Limitations & Future Work¶
- Only considers direct contributions (1st-order decomposition), ignoring multi-layer indirect effects (e.g., non-linear FFN transformations), making the maps slightly imprecise.
- Requires BBox-annotated training data, which limits scalability due to annotation costs.
- The current attention backtracking is heuristic (matrix multiplication approximation) and lacks rigorous theoretical guarantees.

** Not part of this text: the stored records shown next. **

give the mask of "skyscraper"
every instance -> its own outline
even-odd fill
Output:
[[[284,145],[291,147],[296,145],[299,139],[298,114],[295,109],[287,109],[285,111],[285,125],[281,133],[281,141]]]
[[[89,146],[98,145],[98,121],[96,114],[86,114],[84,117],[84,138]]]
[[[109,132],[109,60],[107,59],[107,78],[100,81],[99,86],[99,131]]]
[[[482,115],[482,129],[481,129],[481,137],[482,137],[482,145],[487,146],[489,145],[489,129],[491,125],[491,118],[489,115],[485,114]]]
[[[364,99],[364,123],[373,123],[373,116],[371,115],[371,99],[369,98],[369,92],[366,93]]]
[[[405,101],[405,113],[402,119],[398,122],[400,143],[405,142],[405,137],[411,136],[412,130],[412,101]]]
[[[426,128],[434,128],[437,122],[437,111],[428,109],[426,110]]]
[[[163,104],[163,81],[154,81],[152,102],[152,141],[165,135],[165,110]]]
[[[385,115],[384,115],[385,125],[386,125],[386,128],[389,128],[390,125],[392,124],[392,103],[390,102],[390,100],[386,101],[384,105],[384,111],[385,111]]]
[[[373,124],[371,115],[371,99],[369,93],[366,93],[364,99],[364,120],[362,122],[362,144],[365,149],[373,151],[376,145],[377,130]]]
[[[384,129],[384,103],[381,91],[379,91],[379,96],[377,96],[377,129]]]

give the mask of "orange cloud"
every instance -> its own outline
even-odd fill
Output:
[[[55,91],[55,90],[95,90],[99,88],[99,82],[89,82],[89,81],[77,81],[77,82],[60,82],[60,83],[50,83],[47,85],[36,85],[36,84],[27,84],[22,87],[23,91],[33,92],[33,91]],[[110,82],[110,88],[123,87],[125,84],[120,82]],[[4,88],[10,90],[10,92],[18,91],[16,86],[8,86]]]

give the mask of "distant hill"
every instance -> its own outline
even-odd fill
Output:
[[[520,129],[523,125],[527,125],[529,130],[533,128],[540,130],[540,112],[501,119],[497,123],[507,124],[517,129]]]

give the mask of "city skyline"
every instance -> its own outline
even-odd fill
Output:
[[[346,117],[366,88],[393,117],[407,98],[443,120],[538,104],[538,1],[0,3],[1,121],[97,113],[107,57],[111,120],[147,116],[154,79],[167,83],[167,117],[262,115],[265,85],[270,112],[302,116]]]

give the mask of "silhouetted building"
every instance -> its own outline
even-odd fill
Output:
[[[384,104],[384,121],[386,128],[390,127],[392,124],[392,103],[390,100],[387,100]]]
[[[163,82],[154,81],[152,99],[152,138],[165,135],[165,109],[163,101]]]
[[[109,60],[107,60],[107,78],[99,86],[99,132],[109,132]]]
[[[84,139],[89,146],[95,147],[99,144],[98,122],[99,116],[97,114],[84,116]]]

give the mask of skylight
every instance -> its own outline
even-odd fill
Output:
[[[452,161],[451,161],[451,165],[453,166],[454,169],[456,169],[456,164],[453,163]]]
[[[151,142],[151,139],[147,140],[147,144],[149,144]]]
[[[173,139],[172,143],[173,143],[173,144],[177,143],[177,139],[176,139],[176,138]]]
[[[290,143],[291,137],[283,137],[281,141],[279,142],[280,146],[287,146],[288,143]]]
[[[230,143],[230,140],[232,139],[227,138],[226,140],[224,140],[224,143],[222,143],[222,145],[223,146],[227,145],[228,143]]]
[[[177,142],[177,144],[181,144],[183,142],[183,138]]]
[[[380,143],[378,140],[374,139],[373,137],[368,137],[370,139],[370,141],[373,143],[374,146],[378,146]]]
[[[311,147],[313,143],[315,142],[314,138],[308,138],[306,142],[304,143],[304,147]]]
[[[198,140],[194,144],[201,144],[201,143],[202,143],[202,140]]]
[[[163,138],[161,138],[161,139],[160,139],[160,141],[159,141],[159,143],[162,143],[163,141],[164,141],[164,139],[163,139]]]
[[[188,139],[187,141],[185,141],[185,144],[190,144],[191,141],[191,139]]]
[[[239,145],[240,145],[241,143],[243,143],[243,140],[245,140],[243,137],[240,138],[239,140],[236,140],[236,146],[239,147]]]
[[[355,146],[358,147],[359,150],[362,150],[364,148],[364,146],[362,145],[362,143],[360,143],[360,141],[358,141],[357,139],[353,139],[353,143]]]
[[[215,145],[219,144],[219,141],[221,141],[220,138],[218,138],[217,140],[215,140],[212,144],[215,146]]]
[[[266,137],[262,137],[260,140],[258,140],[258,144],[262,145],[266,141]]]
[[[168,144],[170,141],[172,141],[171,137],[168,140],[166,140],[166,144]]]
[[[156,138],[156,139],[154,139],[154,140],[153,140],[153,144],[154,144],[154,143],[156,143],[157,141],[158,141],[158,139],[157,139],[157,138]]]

- Only validated on Qwen2.5-VL; applicability to other architectures (e.g., LLaVA, InternVL) remains unconfirmed.
- Future work could introduce finer region annotations (segmentation masks) or more detailed hyperparameter searches for \(\mathcal{R}_{\text{saliency}}\).
Related Work & Insights¶
- vs DeepSeek-R1 / Claude: These models train CoT but do not monitor visual focus, potentially leading to "right answer, wrong reason" scenarios. Saliency-R1 addresses this via alignment rewards.
- vs Grad-CAM / ATTN-LRP: Traditional methods require extra computation (gradients/perturbations). Saliency-R1's logit decomposition is comparable or superior in faithfulness while being zero-cost.
- vs ADAPTVIS: While ADAPTVIS adjusts attention during inference, Saliency-R1 shapes attention patterns during training via rewards; the two could be complementary.
- This work represents the first attempt to align visual attention with human annotations during the post-training phase of VLMs, opening a new direction for interpretable RL training.
Rating¶
- Novelty: ⭐⭐⭐⭐⭐ Zero-overhead saliency + CoT bottleneck backtracking + Saliency-aligned GRPO reward.
- Experimental Thoroughness: ⭐⭐⭐⭐ Strong faithfulness evaluations, though downstream task tables are slightly truncated.
- Writing Quality: ⭐⭐⭐⭐⭐ Intuitive motivation and clear flowcharts with rigorous derivation.
- Value: ⭐⭐⭐⭐⭐ Significant for trustworthy VLM reasoning; practical, reproducible, and introduces a new direction for RL training.